A common complaint about unrestrained internet access is the claim that taxpayer's are somehow footing the bill for some library patrons to view pornography. This point is often raised by censorship proponents, but not by them alone. Some more neutral commentators take this position as well, often claiming to be injecting a note of practicality into the debate. They feel that by steering the discussion away from anti-pornography alarmism to a discussion of costs and who pays, they're rising above the fray. Unfortunately, they just haven't thought things through very well.
Is the taxpayer subsidizing the use of online porn at the public library? The simple answer is "no."
In an artificial sense, it is possible to come up with a dollar figure. Assuming one could accurately distinguish pornography from what is not pornography -- a difficult assumption at best -- one might be able to determine what percentage of the data (measured in megabytes) that a library received over the internet included pieces of pornographic images. That percentage could be applied to the total burdened cost of internet services to the library for the same time period, and the result would be a dollar amount. That rather theoretical dollar amount would represent the taxpayers' contribution to accessing pornography at the library.
The problem with this view is that it doesn't reflect how a library actually pays for internet service. A library's internet connection is not like cable television at home, where a subscriber might pay one fee for basic cable and an additional fee for "adult" channels, or even a pay-per-view fee for specific programs. Most libraries pay a single fee that provides access to the entire internet, without any divisions or subdivisions of the service. It's either on or it's off, all or nothing. Most libraries pay a flat rate, or a flat rate within a very large range of data traffic, with the result that the internet connection costs the library the same, whether it is used to download research data, is used to download pornography, or goes unused altogether. It doesn't make sense, given that kind of cost structure, to claim that the taxpayer is subsidizing anyone's use of pornography, even if some patrons are viewing such materials. What the taxpayer is buying is the internet connection, end of story.
Those who raise this poorly thought out cost analysis often take the argument a step further, to bring in the issue of selection. They try to draw an analogy between internet filters and the process by which a library selects which books to acquire. The argument is that since a library doesn't have every book, it need not provide access to every website, and that this comparison somehow makes economic sense. This is a very poor analogy indeed.
Libraries have to be selective about traditional holdings like books and recordings because those items have very direct costs. Every library acquisition is an expense, not only in terms of the purchase prices of the acquired materials but also in terms of the labor hours and other burdened expenses that go into the process of selection, acquisition, cataloging, and shelving. On an ongoing basis, every inch of library shelf space is a limited commodity that represents monthly expenses in terms of building, heat, light, maintenance, labor hours, and more. Books consume ongoing labor hours by being checked out, checked in, shelved, and inventoried.

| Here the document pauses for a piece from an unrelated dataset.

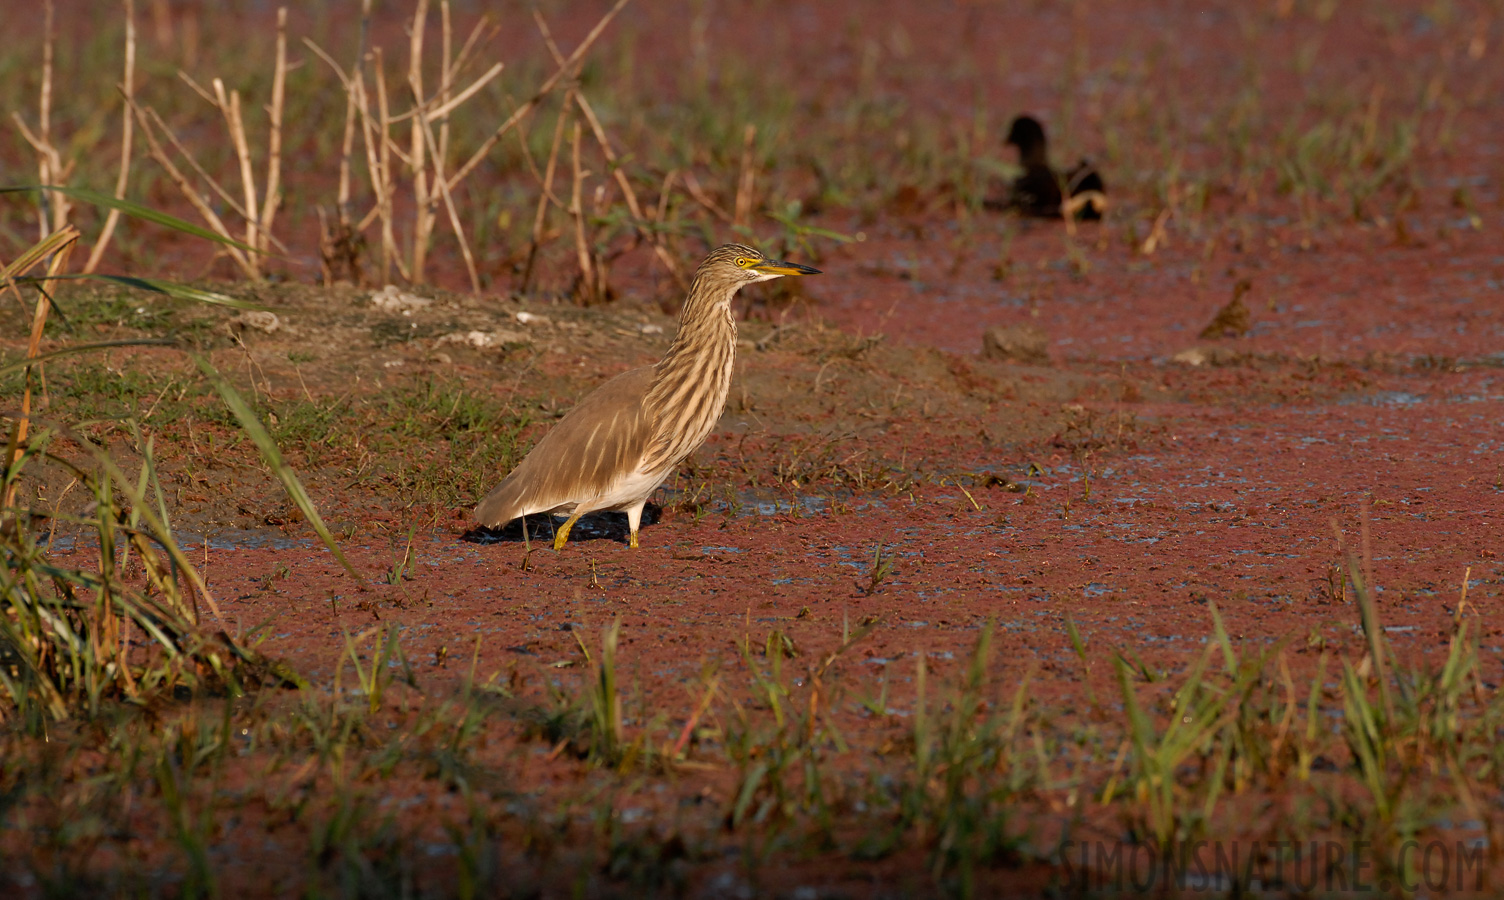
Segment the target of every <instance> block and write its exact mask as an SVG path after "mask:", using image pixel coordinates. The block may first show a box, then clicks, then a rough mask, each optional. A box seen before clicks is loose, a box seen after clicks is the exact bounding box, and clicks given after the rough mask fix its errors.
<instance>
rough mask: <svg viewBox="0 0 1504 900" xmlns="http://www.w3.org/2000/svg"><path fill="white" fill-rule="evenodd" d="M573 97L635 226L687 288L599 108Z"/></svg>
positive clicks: (560, 64)
mask: <svg viewBox="0 0 1504 900" xmlns="http://www.w3.org/2000/svg"><path fill="white" fill-rule="evenodd" d="M532 21H534V23H537V26H538V32H540V33H541V35H543V44H544V45H546V47H547V50H549V53H550V54H552V56H553V63H555V65H559V66H562V65H566V63H567V60H566V59H564V54H562V53H559V48H558V45H556V44H555V42H553V35H552V32H549V24H547V21H546V20H544V18H543V14H540V12H538V11H537V9H534V11H532ZM573 96H575V105H578V107H579V111H581V114H584V116H585V122H588V123H590V131H591V134H594V135H596V143H597V144H599V146H600V152H602V154H603V155H605V157H606V167H608V169H609V170H611V173H612V176H614V178H615V181H617V185H618V187H620V188H621V196H623V197H624V199H626V202H627V211H629V212H630V214H632V223H633V226H635V227H636V232H638V239H644V238H645V239H647V241H648V244H651V247H653V251H654V254H657V257H659V260H660V262H662V263H663V268H666V269H668V274H669V275H672V277H674V281H675V283H677V284H678V286H680V289H683V290H687V289H689V280H687V278H684V272H683V269H681V268H680V265H678V260H675V259H674V254H672V253H669V251H668V248H666V247H665V245H663V241H662V239H660V236H659V233H657V232H656V230H654V229H653V224H651V223H650V221H647V217H644V215H642V205H641V203H639V202H638V193H636V191H635V190H633V188H632V181H630V179H629V178H627V173H626V170H624V169H623V167H621V166H620V164H618V160H617V152H615V151H614V149H612V146H611V138H609V137H606V129H605V128H603V126H602V125H600V117H597V116H596V110H594V108H593V107H591V105H590V101H588V99H585V95H584V93H581V92H579V90H576V92H573Z"/></svg>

Internet access in a library is not free, but many of the kinds of costs mentioned above just don't apply. One cost that specifically doesn't apply is that of selection, since no library staff are selecting the materials that are available. Another is shelf space. A computer takes up room to be sure, but usually work space, not shelf space. Even if the computer is using up space that could otherwise shelve books, the vast collection of materials that is available online makes the per-unit cost in terms of space a virtual zero. There is no process of checking in, checking out, or inventory verification, so those costs are reduced to zero for internet items. That brings us to what is probably the most important difference, which is the huge Return On Investment that comes from the library's expenditures on internet access. For a flat monthly fee the library can deliver access to innumerable books, news sources, academic articles, research databases, and other materials. Since the cost of internet access is divided out over so vast a number of accessible items, the cost of any one book, article, or anything else on the web is vanishingly small. In fact, viewed in terms of simple cost analysis, any library would want unfettered internet access, because the more materials that are accessible, the higher the Return On Investment. Restricting access can only lower that ROI.
On the other hand, the costs of internet filters do not rely on fuzzy accounting or poor analogies. Internet filters have direct and tangible costs. A library has to purchase the filtering software, will pay some technician to install it, and, depending how that software is configured, may need to purchase additional equipment. The library will pay a subscription fee for regular updates to the internet black lists and white lists that are critical to the filter's functioning. Library staff will be taking some of their labor hours to manage the filter, unblocking sites or disabling filters, or overriding black list and white list settings as needed. If the filters are installed in compliance with the Children's Internet Protection Act, staff time and other resources will also be devoted to filing the certification paperwork. In an accounting sense, there is no tangible return from the money expended on internet filters: it is pure expense.
None of this is to argue that libraries should never filter any internet content for any patrons. That is a separate line of reasoning having little to do with financials. But those who try to bring a cost analysis into the argument have just not stopped to think about the structure and true sources of the costs a library must bear. Viewed strictly as an accounting problem, libraries should seek to get the most out of their internet fees by making available to patrons as much internet content as possible, and should seek to reduce the costs associated with internet filters, an expense category that produces no measurable returns.